Former Mississauga mayor Hazel McCallion set to support pro-Don Cherry Rally
Brash sportscaster and public figure Don Cherry is not taking his firing from Sportsnet over his much-derided "You People" comments well and is pleading his case—but not fully apologizing for his perceived anti-immigrant comments—on Fox News.
He's also receiving some support from the former mayor of one of Canada's most diverse cities, Hazel McCallion.
Today (Nov. 13), The Toronto Sun announced that McCallion hopes the network will reconsider its decision.

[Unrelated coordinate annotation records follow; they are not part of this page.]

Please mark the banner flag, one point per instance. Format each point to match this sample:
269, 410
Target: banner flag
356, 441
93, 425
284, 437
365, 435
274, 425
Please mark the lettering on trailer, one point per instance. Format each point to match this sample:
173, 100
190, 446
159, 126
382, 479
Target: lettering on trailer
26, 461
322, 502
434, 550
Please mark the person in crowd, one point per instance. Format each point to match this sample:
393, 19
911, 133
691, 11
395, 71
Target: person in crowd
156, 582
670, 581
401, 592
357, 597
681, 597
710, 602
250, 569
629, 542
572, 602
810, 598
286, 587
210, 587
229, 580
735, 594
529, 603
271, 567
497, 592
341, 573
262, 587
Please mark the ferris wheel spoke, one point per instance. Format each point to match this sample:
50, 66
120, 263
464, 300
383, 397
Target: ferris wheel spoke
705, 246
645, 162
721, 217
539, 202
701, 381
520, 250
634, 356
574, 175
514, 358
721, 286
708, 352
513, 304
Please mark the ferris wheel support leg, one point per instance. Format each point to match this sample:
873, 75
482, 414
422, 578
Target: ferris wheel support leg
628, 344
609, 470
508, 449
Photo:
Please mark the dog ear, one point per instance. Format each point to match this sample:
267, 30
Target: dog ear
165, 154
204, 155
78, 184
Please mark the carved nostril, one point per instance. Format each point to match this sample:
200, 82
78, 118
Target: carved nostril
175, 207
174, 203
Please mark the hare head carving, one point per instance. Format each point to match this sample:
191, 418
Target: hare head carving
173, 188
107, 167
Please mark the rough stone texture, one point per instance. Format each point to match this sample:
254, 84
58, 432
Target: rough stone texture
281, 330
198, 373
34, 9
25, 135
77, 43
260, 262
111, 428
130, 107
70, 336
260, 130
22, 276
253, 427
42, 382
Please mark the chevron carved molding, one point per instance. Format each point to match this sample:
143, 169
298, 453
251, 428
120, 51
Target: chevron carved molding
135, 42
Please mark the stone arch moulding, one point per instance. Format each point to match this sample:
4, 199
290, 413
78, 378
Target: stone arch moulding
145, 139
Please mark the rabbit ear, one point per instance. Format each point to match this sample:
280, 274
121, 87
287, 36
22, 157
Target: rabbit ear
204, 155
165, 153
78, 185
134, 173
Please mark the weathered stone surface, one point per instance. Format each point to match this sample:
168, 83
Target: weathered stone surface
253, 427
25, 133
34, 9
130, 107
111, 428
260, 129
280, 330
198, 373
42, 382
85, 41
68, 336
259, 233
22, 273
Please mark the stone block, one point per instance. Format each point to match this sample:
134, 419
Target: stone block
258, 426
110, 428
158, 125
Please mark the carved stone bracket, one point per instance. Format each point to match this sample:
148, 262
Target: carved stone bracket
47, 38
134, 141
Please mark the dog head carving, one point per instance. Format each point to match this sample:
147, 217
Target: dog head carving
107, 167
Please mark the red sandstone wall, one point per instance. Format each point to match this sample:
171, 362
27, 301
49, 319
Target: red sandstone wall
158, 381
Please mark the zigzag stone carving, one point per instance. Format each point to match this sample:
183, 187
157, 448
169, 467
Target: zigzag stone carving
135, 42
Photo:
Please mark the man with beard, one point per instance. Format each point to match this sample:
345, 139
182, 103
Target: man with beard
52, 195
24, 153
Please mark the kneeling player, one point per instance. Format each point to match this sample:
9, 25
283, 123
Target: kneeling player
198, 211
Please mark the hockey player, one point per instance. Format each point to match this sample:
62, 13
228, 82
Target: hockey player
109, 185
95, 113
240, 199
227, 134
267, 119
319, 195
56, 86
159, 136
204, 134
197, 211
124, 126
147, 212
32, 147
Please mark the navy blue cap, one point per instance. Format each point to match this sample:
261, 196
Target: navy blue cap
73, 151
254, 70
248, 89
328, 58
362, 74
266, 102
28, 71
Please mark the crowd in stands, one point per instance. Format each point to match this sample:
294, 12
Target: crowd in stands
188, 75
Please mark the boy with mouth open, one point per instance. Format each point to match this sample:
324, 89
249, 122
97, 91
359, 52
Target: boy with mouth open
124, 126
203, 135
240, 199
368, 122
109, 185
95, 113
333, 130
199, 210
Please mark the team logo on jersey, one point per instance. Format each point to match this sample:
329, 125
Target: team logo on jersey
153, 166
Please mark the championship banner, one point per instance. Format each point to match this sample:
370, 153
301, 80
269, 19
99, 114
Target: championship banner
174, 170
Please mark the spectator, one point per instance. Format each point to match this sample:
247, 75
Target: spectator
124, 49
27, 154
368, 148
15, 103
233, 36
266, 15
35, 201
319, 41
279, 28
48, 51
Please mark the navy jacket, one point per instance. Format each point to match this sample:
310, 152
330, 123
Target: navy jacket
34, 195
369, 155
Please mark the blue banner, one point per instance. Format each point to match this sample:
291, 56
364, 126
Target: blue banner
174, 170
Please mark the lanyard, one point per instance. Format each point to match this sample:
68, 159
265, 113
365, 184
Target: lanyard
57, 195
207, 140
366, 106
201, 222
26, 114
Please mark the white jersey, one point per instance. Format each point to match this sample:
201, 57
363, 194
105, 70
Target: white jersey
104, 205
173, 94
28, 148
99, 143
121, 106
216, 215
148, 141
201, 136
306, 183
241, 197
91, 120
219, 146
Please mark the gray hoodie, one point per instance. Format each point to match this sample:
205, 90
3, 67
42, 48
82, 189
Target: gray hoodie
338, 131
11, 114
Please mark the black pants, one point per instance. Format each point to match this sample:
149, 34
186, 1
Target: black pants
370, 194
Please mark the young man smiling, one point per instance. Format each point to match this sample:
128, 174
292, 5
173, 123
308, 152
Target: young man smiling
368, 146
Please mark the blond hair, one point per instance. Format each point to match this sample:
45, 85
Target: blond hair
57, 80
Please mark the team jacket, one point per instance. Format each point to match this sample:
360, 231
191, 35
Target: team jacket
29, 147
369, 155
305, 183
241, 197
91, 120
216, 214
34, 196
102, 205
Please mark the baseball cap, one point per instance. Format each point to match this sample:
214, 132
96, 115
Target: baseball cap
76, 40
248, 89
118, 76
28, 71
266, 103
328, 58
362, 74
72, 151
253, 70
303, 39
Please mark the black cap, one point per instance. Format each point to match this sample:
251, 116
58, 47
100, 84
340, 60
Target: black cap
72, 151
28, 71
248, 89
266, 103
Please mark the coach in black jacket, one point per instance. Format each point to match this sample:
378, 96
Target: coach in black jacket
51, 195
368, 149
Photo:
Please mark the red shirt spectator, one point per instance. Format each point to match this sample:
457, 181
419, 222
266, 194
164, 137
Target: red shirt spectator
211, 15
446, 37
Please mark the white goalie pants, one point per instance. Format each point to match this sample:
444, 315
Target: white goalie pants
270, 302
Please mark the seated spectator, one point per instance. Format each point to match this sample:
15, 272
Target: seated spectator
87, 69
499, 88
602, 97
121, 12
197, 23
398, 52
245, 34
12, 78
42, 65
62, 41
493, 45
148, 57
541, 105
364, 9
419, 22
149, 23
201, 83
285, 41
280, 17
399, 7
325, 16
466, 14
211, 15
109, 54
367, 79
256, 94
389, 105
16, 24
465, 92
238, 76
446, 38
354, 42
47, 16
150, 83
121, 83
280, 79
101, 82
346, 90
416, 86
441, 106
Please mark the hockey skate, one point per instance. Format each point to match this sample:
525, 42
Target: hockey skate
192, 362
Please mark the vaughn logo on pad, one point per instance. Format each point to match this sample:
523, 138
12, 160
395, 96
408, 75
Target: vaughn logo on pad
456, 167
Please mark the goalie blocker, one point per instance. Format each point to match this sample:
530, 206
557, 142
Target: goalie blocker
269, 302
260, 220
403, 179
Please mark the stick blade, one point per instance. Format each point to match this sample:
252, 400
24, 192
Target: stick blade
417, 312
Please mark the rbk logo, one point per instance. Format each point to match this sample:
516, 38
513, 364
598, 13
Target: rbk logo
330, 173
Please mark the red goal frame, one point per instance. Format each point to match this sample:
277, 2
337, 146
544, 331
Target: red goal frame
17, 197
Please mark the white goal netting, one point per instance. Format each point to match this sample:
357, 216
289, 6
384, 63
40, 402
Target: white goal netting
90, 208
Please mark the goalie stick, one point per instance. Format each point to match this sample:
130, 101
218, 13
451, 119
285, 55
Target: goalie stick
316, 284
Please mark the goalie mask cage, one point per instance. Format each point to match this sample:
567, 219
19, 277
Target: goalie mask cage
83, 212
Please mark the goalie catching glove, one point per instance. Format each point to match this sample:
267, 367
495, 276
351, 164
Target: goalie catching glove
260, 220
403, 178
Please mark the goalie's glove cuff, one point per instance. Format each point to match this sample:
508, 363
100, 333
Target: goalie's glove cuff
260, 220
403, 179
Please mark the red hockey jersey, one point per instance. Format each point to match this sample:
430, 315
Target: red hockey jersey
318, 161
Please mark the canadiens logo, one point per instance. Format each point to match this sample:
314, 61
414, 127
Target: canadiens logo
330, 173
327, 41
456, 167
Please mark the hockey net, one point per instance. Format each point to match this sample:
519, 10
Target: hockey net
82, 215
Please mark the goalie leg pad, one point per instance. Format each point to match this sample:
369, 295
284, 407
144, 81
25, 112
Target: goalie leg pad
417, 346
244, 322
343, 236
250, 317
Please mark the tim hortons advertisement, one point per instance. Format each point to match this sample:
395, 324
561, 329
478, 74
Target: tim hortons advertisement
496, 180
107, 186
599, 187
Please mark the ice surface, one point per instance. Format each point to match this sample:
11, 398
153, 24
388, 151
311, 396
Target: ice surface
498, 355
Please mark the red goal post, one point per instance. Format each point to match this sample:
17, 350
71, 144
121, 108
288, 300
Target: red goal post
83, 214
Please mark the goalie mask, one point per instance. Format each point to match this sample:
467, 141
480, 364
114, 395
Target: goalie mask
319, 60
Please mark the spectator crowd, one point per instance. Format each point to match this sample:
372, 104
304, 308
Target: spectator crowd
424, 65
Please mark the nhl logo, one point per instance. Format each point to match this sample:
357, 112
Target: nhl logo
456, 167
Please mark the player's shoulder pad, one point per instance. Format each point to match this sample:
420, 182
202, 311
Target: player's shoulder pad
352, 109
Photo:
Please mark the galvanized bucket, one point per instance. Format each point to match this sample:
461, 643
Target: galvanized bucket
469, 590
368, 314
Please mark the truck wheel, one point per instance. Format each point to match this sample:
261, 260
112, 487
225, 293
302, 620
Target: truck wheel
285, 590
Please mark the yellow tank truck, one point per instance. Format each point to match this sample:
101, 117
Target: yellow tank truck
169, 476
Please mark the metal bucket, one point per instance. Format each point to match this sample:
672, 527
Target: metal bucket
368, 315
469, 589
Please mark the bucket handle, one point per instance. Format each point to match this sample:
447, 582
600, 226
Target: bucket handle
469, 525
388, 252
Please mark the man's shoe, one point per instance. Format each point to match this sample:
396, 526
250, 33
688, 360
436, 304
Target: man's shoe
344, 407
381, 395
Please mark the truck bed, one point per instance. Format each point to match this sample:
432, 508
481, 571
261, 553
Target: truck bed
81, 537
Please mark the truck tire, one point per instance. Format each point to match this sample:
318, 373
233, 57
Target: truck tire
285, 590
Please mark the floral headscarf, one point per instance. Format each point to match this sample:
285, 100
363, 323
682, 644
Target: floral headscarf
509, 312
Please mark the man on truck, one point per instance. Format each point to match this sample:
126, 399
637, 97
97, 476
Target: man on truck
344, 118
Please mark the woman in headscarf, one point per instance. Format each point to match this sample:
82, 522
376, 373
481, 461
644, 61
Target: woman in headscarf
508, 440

"I want Don back on Hockey Night in Canada," the 98-year-old former Mississauga mayor said, as reported by The Toronto Sun.
The Sun says a rally for the embattled commentator will be held outside Sportsnet's studios at 1 Mount Pleasant Rd. on Wednesday, Nov. 13 at 1:00 p.m.
The Sun says that McCallion won't be able to make it to the rally, but is hoping other people will attend.
"I hope many people go," McCallion told Newstalk 1010's John Moore. "Don Cherry deserves a chance to explain himself."
Cherry, 85, was fired Monday (Nov. 11) by Sportsnet following his now-infamous rant about Canadian newcomers on Hockey Night in Canada over the weekend.
On Saturday, just a couple days before Remembrance Day, Cherry appeared on the show during his regular Coach's Corner segment and criticized newcomers to Canada for apparently refusing to wear poppies to honour the country's veterans.
"You people [...] you love our way of life, you love our milk and honey, at least you can pay a couple bucks for a poppy or something like that," he said.
"These guys paid for your way of life that you enjoy in Canada, these guys paid the biggest price."
Cherry also remarked that he rarely sees people wearing poppies in Mississauga and Toronto.
Cherry lives in Mississauga.
About two days after the incident, Sportsnet confirmed that Cherry would be stepping down in light of his comments.
His co-host, Ron McLean, issued a formal apology for not challenging Cherry's assertions on the air. Sportsnet also apologized to viewers for Cherry's outburst, saying that his views are not the views of the network.
On Tuesday, Nov. 12, Cherry—who initially told The Sun's Joe Warmington that he was "hurt" that the network asked him to step down on Remembrance Day—continued to protest his firing by appearing on controversial right-wing pundit Tucker Carlson's Fox News show, Tucker Carlson Tonight.
On the show, Carlson questioned why Cherry's demand for newcomers to Canada to wear poppies was controversial.
Cherry said he wasn't sure, but admitted he should have called out all Canadians—not just new ones.
"Well, don’t ask me, and the big thing is I should have said — if I had to come through, if I had to have been smart and protected myself — I should have said 'everybody should be wearing a Poppy.'"
Cherry acknowledged that his "you people" remark, which blatantly targeted immigrants and earned the ire of current Mississauga Mayor Bonnie Crombie and thousands of other Canadians, prompted his firing.
The Royal Canadian Legion also distanced itself from the comments made by Cherry.
That said, Cherry didn't seem terribly apologetic, instead insinuating that people are "sensitive."
"It's the two words that got it, that 'you people,'" Cherry told Carlson. "As you know, people are very sensitive like that, and that’s — that got me.”
Carlson doubled-down, calling Cherry's critics "fascists."
"If I can just clarify, they’re not sensitive at all. They are fascists. They’re not — they actually have no real feelings. They are faking their outrage. They’re trying to crush you because they want to exert power because it makes them feel big, when actually inside they are small."
Cherry told Carlson that he did not mean to say anything hateful.
Cherry has been in hot water for insensitive and discriminatory comments before.
Over the years, he has accused indigenous people of not creating their own breaks in life; said women are too busy "yapping" instead of paying attention at hockey games; said female reporters should not be allowed in men's locker rooms; called environmentalists "pinkos" and "left-wing kooks" for their views on climate change; called former NHL enforcers battling the effects of head trauma "pukes and turncoats" for criticizing fighting in hockey; and repeatedly criticized European and French Canadian hockey players for being "too soft" and ruining the "Canadian game.”
While Cherry has not formally apologized for his remarks, he told The CBC that he should have “chosen his words more carefully.”